Sechs junge Autoren – Newcomer die einen, arrivierte Literaturpreisträger die anderen – traten in einer langen Lesenacht im Café der Stadtbücherei zum Lesemarathon an. Texte von ihnen sind jüngst in der kleinen Anthologie Trollblumen erschienen, die vom Förderkreis deutscher Schriftsteller in Baden-Württemberg als Book on Demand und Beginn einer kleinen Reihe herausgegeben wurde. Thaddäus Troll, auf den sich der Titel des Bändchens bezieht, verpflichtet sind sie alle – leben und arbeiten sie doch in Baden-Württemberg und teilen sich die Anerkennung eines Arbeitsstipendiums vom Förderkreis. Auch die in Esslingen wohnenden Autorinnen Ulrike Dietmann und Anna Breitenbach, Thaddäus-Troll-Preisträgerin von 2001, waren mit von der Partie. Die Buchpremiere der Trollblumen, erweitert durch Prosatexte aus Romanen der Teilnehmer, bot drei Stunden reinstes Lesevergnügen.

Markus Orths, der als freier Autor in Karlsruhe lebt, erzählt in Der Krakenkampf gleich zwei unglaubliche Geschichten. Woher hat der Ich-Erzähler die riesige Narbe auf seinem Bauch? In rasanter Geschwindigkeit vermischt der Ich-Erzähler, ein moderner Münchhausen, die pseudoreale, von der Biotechnik ermöglichte Geburt seiner Tochter mit dem irrealen, aber viel eher geglaubten Kampf mit einem Riesenkraken – ein ironischer Versuch über Wahrheit und Fiktion.

Um die Wahrheit geht es auch in dem Roman Die Fälscherin von Beate Rygiert. Sophie hat als Restauratorin Bilder der Renaissance-Künstlerin Sofonisba Anguissola gefälscht und geht dafür ins Gefängnis. Ihr Geheimnis ist, dass sie tatsächlich die gesamte Persönlichkeit und die Erfahrungen Sofonisbas teilt. Gleichzeitig spannender Schmöker und intellektuelles Abenteuer, verspricht der Roman anregende Lesestunden vor dem Kamin.

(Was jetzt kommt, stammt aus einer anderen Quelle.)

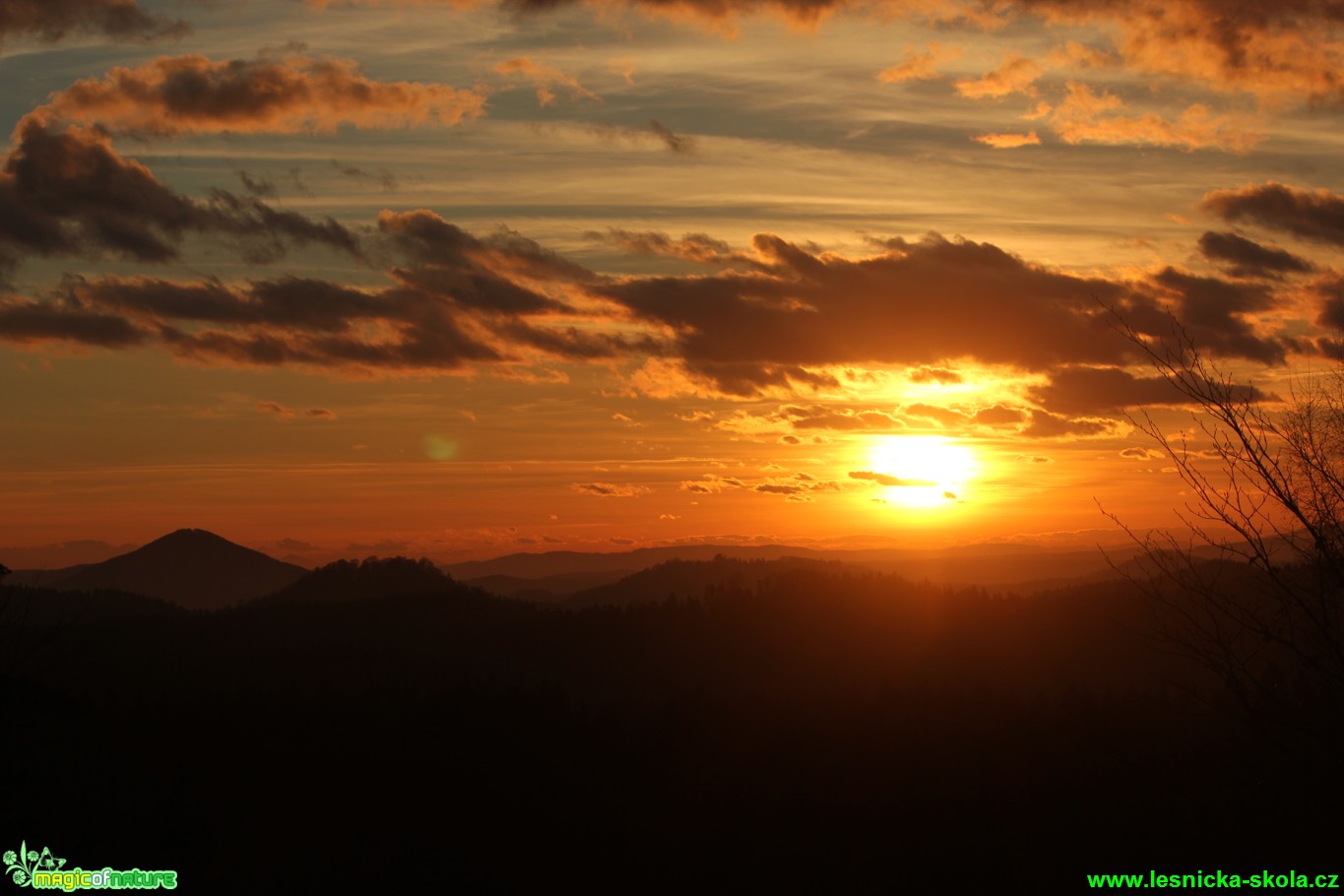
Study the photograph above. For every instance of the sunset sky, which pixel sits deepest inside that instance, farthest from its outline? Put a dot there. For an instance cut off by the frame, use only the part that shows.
(456, 279)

So üppig und prallvoll mit Bildern es bei Beate Rygiert zugeht, so düster und beklemmend eng erscheint Thorsten N. Siches Kurzgeschichte Diese Nacht noch. Zeit- und Realitätsebenen verschieben sich in dieser Studie über Trennung, Sucht und Überforderung.

Die Autorin Anna Breitenbach ist hier schon durch einige Lesungen hervorgetreten. Ihre Kurzgeschichte Die kleinen Jahre thematisiert wie ihr Roman Fremde Leute in klaren, authentischen Bildern ihre Kindheit. Erfahrungen von Gewalt schieben sich dabei über die idyllischen Bilder der Heu- und Kartoffelernte.

Das Dorf als abgeschlossene Vergangenheit bei Anna Breitenbach bestimmt in Stephan Valentins Geschichte Das Tor die reale Gegenwart eines Kindes. In atmosphärisch dichten Bildern erzählt Valentin, der in Paris Kinderpsychologie studiert hat, von der Erfüllung eines Traums. Das verschlossene Tor zum Hof der verschrobenen Baronin öffnet sich für ein strahlendes Fest. Alles geht gut aus in diesem literarischen Versuch über die Möglichkeit von Schönheit und Hoffnung in Zeiten der Post-Postmoderne.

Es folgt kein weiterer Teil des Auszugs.